On Oct. 4, the nation was stunned with the anthrax-in-the-mail attack at the Florida headquarters of the American Media Company. Shortly thereafter, seven Lab employees were deployed to Florida to help screen U.S. mail. They used their prototype Bioaerosol Mass Spectrometer, which can analyze biological samples straight from an aerosol without a sample preparation step, to screen for mail contaminated with bacillus spores. (One species of bacillus, B. anthracis, causes anthrax.)

In the wake of the anthrax attacks, calls went out for any and all kinds of biodetectors, including the Laboratory's Handheld Advanced Nucleic Acid Analyzer (HANAA). This instrument was the first truly portable, battery-operated, handheld DNA analyzer. HANAA technology was in the process of being licensed to a commercial manufacturer, with first commercial units planned for spring 2002. To help the company meet an order from the U.S. military for 50 HANAAs, the Laboratory's Microtechnology Center launched a crash program to fabricate 300 thermal cyclers (silicon chambers used for rapidly heating and cooling samples) -- the key component of miniaturized PCR instruments.
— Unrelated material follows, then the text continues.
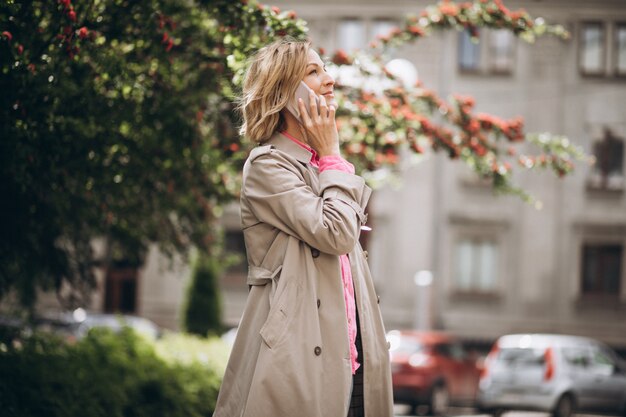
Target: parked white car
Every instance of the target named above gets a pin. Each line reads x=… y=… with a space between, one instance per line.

 The calls alerting the Biological Aerosol Sentry and Information System (BASIS) team members that they would be leaving California came at 1 a.m. on Saturday, Oct. 6. Within eight hours, BASIS personnel and tons of equipment were loaded on a C-130 cargo plane and took off from Travis Air Force Base.


Less than a day after their arrival, air samplers and communications were set up, and the portable laboratory was ready to accept samples. A joint project of Livermore and Los Alamos national laboratories, BASIS had been scheduled for use in February 2002 at the Salt Lake City Winter Olympics. It was pushed into operation four months early and performed exactly as designed. In mid-October, one Laboratory associate director received an e-mail from a BASIS team member that said: "If this isn't terribly coherent, it's because I've been up 36 hours and it's 3 a.m. This work offers a really great incentive to write computer software so that on-site support isn't needed."

A year after the 9/11 attacks, Laboratory equipment and personnel continued to be deployed. Prototype technologies that were "tested" in the field after 9/11 continued to be refined based on their real-world experience. The development of other technologies was accelerated and new efforts begun.

Laboratory scientists provided technical advice to the Office of Homeland Security and assisted the National Nuclear Security Administration with the transition to the Department of Homeland Security. The projects noted above are highlights of the Laboratory's extensive post-September 11 response. Many other projects, staffed by many more people, rallied to the cause and even now, 10 years after Sept. 11, 2001, are making important contributions to homeland security.